Nope, that doesn't seem to help. It looks like having children affects both men's and women's charges. Our "final model is:

In [55]:
model = "charges ~ age_sq + male + bmi + smoke_yes + smoke_yes:bmi + smoke_yes:bmi_above_30 + children"
final = models.bootstrap_linear_regression(model, data=insurance)
models.describe_bootstrap_lr(final)
Out[55]:
Linear Regression Results
Coefficients
$\theta$95% BCI
($\beta_0$)2014.88(875.08, 3155.50)
age_sq ($\beta_1$)3.34(3.12, 3.57)
male ($\beta_2$)-516.74(-950.22, -112.38)
bmi ($\beta_3$)3.56(-30.45, 40.46)
smoke_yes ($\beta_4$)1632.98(-1421.54, 5179.83)
smoke_yes:bmi ($\beta_5$)464.32(321.29, 579.94)
smoke_yes:bmi_above_30 ($\beta_6$)15225.57(13698.17, 16942.19)
children ($\beta_7$)651.47(492.24, 831.69)
Metrics
$\sigma$4378.69(3969.76, 4865.85)
$R^2$0.87(0.84, 0.89)

We know we can produce estimates using the Bootstrap but do we have to?

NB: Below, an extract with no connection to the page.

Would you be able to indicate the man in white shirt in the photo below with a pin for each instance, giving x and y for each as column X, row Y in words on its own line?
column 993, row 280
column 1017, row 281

Looking at the individual residuals, we can see that we do:

In [56]:
residuals_final= plot_residuals(final, ["age", "bmi", "children"])

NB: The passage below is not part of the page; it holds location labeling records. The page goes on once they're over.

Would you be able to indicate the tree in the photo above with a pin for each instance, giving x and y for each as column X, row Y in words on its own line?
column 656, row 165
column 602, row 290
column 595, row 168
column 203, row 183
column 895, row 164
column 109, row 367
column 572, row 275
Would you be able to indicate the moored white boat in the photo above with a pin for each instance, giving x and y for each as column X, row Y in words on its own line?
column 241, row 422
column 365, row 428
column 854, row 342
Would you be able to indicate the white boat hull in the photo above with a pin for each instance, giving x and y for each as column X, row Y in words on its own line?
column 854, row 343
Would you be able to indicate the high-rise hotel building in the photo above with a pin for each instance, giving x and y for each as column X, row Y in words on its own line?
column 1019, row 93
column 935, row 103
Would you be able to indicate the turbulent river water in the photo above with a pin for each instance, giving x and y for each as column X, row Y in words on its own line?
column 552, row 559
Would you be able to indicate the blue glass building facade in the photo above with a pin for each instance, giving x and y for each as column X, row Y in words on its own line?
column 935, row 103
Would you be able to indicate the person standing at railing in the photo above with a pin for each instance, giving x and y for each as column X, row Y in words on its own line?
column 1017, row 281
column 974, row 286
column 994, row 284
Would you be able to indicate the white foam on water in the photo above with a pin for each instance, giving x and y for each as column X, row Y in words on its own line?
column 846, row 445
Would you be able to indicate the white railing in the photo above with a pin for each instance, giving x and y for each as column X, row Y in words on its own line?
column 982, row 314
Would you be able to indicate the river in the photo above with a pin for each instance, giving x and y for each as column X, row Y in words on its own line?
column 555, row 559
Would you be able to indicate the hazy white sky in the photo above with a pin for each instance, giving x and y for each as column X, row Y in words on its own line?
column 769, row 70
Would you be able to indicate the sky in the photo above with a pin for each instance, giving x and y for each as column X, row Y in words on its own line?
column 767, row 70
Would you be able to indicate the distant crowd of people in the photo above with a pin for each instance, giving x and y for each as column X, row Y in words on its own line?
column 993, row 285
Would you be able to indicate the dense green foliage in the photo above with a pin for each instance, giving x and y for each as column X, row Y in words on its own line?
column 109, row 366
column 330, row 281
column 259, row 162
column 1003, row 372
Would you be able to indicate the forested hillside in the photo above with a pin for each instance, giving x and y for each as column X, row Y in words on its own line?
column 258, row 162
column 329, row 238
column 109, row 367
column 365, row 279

These sorts of patterns are typical with targets that can't be negative. There's no place for the other side of the tail to be (or it's just all truncated at "no charges"). Although we didn't do it before, we can also just plot a histogram of residuals:

In [58]:
figure = plt.figure(figsize=(20,6))
axes = figure.add_subplot(1,1,1)
axes.hist(residuals_final, bins=50)
axes.set_title("Residuals Histogram")
plt.show()
plt.close()  

There might be some other analysis we can do but this appears to be the bulk of it. The $R^2$ is pretty high...87%. All the variables in the model make sense. I'm not sure what our model turned out to be a model of...which goes to validity. You can't use charge data to make a model of disease.